About 90% of my searches are straightforward enough that an LLM wouldn't bring any added value (and all of them happen straight from the browser address bar, either to Google or Wikipedia at a more or less 50:50 ratio). And for the rest, yeah, I just use Claude or whatever directly.
"I never want to have a conversation with a website that is geared towards advertising me products."
Since this is how Google makes all their money, why are they killing it off? Do they think people will eventually pay for LLM search? Do they plan to stuff the results with ads, not even sharing the ad revenue with the content sources?
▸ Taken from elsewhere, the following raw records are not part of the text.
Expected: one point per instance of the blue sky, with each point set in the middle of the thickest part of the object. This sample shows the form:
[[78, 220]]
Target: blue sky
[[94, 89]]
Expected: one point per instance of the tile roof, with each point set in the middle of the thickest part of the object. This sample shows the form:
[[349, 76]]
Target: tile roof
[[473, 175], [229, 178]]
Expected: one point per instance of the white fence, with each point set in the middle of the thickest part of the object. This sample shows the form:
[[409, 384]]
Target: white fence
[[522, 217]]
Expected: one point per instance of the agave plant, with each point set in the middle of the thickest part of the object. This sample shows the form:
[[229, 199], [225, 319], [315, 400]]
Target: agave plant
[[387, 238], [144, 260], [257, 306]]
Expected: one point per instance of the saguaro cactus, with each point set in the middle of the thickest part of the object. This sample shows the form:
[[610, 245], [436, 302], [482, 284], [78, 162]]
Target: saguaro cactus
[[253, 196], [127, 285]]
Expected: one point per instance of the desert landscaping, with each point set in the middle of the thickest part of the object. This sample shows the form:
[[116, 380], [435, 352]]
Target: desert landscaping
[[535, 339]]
Because they will still try to pump ads via AdSense. That's why I've created a platform called Zero Ad Network, where developers can monetize their sites by NOT showing ads and get paid by the platform subscribers.
Wait, you guys don’t think Google AI responses will be geared for advertising? It already is FFS, massively.
It's tough for me to square the two things happening simultaneously in AI right now:
1. LLM Model providers are starting to charge real costs to users, revealing that AI usage is much more expensive than the subsidized rates we've been seeing for years.
2. Google is now using an LLM to answer every single google search that happens, for which Google bears the entire cost.
In my experience, LLM usage follows an exponential distribution i.e. most people using LLMs are not using many resources, but a very small few are using a massive amount of resources. Most LLM usage is trivial and tiny, most of what I use LLMs for could be done by a local model with a decent web retrieval tool. What some people I know use LLMs for requires massive volumes of tokens. Its that small power user base which I would bet they are targetting.
That’s the thing… sure, this new search will be useful at times.
But I still want to also be able to do my normal, old school searching.
> I never want to have a conversation with a website that is geared towards advertising me products.
The advertisements fed the content, which fed the AI, which in turn feeds your AI workflows. AI is still not trusted unless it's output is grounded with sources.
I use claude/gemini as my homepage now (I have to keep switching as these companies make "updates" that periodically render their models useless). Even if I want to search for simple things, I would rather have an LLM wade through the result and extract just the information I asked for. SEO, and now mountains of slop content have made this necessary. Only a matter of time before the SEO industry in large figures out how to game LLMs too, making them equally useless.
I already saw a article recently about how to set up a business domain which can reliably show up in a search result and dump overly positive reviews into anyone's context.
For me down 99%
We all know Google search has been broken for a long, long time. SEO trash will fill up your first page with results from trash content generation sites that repeat the same thing, usually flat out wrong. Actual meaningful results are buried deep, if Google will even let out of the "In order to show you the most relevant results" hell hole.
My experience with AI searches is that they'll still be wrong a lot of times, but it will condense/flatten the content generating trash sites and give me alternatives from these deeper results. What I'm looking for is usally in there.